The cause of what was probably the mightiest intake of breath in world publishing history was the statement by America Online president Robert W Pittman that AOL had ‘sold’ no fewer than half a million – yes, 500,000 – subscriptions to Time Inc magazines since announcement of the two groups’ mooted merger five months ago!

Set against a general magazine marketing background of ailing newsstand sales, a probable increase in periodical postal rates and the collapse of the sweepstakes houses, conference delegates received the news as though it was a one hundred percent tax rebate.

But less impressionable observers are already posing two key questions about the apparent online lifeline. Are web-gained subscriptions as reliable as those obtained via traditional methods?
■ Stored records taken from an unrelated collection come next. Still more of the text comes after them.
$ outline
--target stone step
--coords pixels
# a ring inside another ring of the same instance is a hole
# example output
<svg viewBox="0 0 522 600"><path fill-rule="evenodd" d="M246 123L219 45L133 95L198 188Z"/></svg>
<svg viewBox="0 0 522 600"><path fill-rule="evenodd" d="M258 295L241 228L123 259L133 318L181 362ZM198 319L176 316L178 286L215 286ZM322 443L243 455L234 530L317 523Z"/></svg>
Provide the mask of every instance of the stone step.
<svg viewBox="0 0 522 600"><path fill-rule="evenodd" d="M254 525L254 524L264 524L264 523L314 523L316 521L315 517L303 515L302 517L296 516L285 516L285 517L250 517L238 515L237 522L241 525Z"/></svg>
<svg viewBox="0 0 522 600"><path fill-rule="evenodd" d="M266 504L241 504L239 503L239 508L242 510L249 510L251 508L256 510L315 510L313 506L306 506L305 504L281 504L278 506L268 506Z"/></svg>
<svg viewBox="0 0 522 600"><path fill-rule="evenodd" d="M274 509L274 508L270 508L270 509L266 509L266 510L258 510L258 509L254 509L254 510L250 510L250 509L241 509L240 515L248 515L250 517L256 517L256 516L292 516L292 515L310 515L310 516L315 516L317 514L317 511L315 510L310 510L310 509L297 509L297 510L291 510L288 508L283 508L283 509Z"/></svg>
Could there be a hefty refund liability on so-called "evergreen" subscriptions [those renewed automatically by credit card until specifically countermanded by the consumer]?

The same skeptical observers are also chewing over Pittman’s figures. While 500,000 subscriptions sounds mouth-wateringly large, many are not yet paid for. Offered on a free-trial basis, consumers receive several issues of a title with the option of canceling before even a single cent changes hands.

As yet, it is anyone’s guess as to what percentage of free-triallists will pay up, much less renew thereafter. To quote the adage beloved of subscription managers: “easy in, easy out”. Or in wired parlance: “are they "sticky?"

Admits Jeremy Koch, senior vice-president for consumer marketing at Time Inc: "This figure does not necessarily mean 500,000 subscriptions. It means 500,000 gross starts."